The drama didn't end when I figured out I loved him, however. Danny and I had the stormiest courtship on record. As a matter of fact, we fought more the year before we were married than we have in the last 33 1/2 years of marriage. I gave the engagement ring back three times -- but that's a story for a future post.

Monday, February 22, 2010

What Is Love?

How do you explain what real love is to a group of children 3-11 years old? This was my dilemma some years ago when I was Primary President in church teaching children. I had a lesson planned, but something just wasn't right. The night before I was supposed to teach, the inspiration came to me. I scrapped the entire lesson and started over.

The children already knew from prior lessons that my father was a very eccentric man. I often used my father's life stories to demonstrate a principle, and they seemed to love hearing about this strange little man. So when I began to tell yet another of my father's stories, they settled in to listen.

My father had an aversion to tissues. He had been raised in the era of handkerchiefs. For Dad, it was a "man thing." It seems only women were supposed to use tissues. When my husband and I were first married, we were gathered as a family at the family cabin. My husband used a tissue and then disposed of it in the wood stove. My father made a comment about men and handkerchiefs. As a newlywed, I felt compelled to defend my husband.

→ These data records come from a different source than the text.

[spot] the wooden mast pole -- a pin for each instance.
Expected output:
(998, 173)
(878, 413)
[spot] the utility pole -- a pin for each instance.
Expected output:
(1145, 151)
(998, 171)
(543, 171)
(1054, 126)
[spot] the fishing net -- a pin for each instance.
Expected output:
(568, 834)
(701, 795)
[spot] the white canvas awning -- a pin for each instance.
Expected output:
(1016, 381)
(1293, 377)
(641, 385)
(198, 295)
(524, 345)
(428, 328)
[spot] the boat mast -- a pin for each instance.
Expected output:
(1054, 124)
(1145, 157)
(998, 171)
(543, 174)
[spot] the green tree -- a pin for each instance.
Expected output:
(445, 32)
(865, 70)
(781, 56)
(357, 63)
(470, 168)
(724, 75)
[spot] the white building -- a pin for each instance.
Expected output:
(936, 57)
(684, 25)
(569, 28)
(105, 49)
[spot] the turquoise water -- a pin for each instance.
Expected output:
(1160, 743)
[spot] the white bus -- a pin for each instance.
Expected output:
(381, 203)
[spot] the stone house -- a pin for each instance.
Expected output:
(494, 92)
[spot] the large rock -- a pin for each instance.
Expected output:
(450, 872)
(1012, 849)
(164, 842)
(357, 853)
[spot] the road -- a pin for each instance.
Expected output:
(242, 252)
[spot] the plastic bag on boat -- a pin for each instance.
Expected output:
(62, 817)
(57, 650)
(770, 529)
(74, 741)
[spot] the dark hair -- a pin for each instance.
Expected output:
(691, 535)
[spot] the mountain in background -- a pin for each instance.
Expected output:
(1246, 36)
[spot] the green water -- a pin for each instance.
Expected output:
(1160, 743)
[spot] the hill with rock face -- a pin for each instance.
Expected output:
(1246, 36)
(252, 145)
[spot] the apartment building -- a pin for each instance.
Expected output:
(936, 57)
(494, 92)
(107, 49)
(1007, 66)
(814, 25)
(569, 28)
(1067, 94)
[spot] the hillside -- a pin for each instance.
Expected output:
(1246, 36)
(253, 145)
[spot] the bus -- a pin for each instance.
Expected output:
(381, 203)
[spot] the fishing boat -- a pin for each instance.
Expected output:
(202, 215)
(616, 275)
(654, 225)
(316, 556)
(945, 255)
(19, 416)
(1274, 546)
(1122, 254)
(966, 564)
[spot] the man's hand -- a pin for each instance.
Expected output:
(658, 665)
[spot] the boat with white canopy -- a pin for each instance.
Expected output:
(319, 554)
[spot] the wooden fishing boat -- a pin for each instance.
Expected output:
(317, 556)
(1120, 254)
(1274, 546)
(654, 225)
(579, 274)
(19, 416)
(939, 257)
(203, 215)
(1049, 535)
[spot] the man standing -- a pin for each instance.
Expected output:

I explained to Dad that for sanitary reasons, I preferred my husband use tissues. I told Dad how awful it was as a teenager washing his white handkerchiefs in the same laundry load as my white underwear. My sister chimed in by telling how awful it was to hang laundry on the clothesline and get "slimed" because it didn't all come out in the wash. I went on to complain about having to pick the leftovers off of the handkerchiefs prior to ironing them. My sister and I really razzed Dad pretty good about the whole thing -- all in good fun. Then I promptly forgot about it.

Fast forward a few years. My father had passed away. Mom and I were talking about how in the end Dad did a few strange things (even for him) because oxygen wasn't getting to his brain. I told Mom that one day I walked into the bathroom to find Dad standing over the toilet picking "buggers" (for lack of a better word) off a handkerchief into the toilet. Wrong thing to say! Mom went into this tirade about how THAT wasn't Dad's lack of oxygen -- that was my fault and my sister's fault! She reminded me of the incident at the cabin, which I had totally forgotten about.

Apparently, Dad thought a lot about what my sister and I told him. He went out and bought dozens of brand new handkerchiefs. You see, he was too set in his ways to use tissue, but he found a solution to the problem. He loved my mother enough that he didn't want her to become the victim of the "slime" my sister and I had portrayed. From that day forward, he saved his handkerchiefs in a canvas bag until they were completely dried. Then he would carefully "debugger" them into the toilet prior to putting them in the laundry.

I completed my lesson by asking the children how much love they had for their family members. Would they go to that much trouble to protect a family member?

As I finished telling the story, the adult teachers in the room looked at me like I had really "lost it". The children, however, got the message. Several of those kids (now adults) have told me how much that lesson meant to them. They really did get the point.

I'm not sure what this says about kids. As my Dad would have said, "First you have to get their attention."